Problem-02: Comodo continuously logs incoming connections where both sources and destinations are arbitrary other addresses different from the ppp or lan ip even when the connection is disconnected, mostly UDP. If the connection is disabled how those requests are reaching to comodo firewall? There is a continuous 2KB/ps download data flow all the time when the rj45 cable is plugged in, despite the fact that the connection is not dialed. Why that happens and how to keep them in control of Comodo firewall?

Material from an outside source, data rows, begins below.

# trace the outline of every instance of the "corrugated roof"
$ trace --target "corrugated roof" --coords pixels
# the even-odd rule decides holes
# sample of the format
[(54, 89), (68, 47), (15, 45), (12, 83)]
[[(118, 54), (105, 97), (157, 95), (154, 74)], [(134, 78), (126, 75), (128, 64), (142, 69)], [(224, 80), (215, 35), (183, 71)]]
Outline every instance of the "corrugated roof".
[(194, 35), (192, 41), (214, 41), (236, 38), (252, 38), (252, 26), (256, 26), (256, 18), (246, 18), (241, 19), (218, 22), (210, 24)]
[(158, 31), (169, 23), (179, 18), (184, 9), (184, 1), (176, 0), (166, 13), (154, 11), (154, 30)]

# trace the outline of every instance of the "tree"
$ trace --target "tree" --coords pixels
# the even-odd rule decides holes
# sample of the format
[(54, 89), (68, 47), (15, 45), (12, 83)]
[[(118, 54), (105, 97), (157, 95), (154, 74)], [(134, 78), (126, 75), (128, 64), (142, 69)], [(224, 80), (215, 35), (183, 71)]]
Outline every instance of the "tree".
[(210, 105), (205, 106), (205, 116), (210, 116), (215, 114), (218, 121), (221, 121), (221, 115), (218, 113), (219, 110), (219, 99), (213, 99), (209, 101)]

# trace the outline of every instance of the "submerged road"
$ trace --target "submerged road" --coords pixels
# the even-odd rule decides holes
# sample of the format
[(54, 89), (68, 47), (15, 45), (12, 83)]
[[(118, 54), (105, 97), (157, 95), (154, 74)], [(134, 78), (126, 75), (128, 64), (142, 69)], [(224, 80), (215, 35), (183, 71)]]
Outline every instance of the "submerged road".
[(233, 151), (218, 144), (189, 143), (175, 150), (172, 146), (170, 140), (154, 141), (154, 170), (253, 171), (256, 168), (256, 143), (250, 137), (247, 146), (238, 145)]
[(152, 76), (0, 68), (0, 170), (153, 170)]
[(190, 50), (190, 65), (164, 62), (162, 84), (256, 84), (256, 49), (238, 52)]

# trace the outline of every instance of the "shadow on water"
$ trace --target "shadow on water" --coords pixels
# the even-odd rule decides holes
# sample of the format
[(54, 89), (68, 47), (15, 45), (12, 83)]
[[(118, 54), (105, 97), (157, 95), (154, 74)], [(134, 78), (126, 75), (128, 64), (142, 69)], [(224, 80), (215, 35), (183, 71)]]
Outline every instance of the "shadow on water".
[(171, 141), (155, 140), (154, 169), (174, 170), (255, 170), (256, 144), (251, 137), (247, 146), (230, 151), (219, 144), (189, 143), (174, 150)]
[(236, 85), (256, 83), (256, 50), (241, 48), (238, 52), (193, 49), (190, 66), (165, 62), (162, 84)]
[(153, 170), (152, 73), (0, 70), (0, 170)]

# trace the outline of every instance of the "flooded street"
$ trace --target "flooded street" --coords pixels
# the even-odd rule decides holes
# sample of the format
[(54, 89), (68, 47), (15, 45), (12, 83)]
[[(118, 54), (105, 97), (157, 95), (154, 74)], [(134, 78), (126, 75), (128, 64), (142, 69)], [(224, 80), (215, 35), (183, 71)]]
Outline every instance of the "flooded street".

  1. Because its out going traffic, unless you have outgoing block rule you would get an alert depending on some other configuration settings. Firefox/Mozilla are also a trust program & vendor, so unless you run in custom policy mode you would not get a alert, the request would automatically be allowed.

  2. Hard to say without a posted log capture, but most likely their UDP broadcasts for Windows services such as LLMNR, UPNP/SSDP, etc.

Thank you for the reply. I mean where allowed network zone for outgoing in Global rule is a single ip x.x.x.x, how that rule is bypassed using ppp wan miniport ip y.y.y.y? Shouldn’t firewall block outgoing from y.y.y.y ? Problem is not firefox, I just used that to describe the problem. You are right in pointing out that firewall ruleset is set to custom and I have set that knowingly. The confusion is regarding x.x.x.x and y.y.y.y. How to bring all traffic from both of them under Comodo firewall’s control?

Secondly, When connection is not dialed, no network connection is active. Then how arbitrary incoming connections are reaching Comodo? This seems as Comodo guarding lan ip, it is blocking broadcast requests. But what about ppp port? Continuous 2KB/ps download data flow indicates either of the ports are getting data. Which one and why? Even when the connection is not dialed?

Can you please enlighten me a bit on how to set firewall rules that will cover any data from/to any port - ppp and ethernet? I set up rule set believing that as pppoE needs ethernet, it is only the ethernet IP that plays the role. But that is not the case.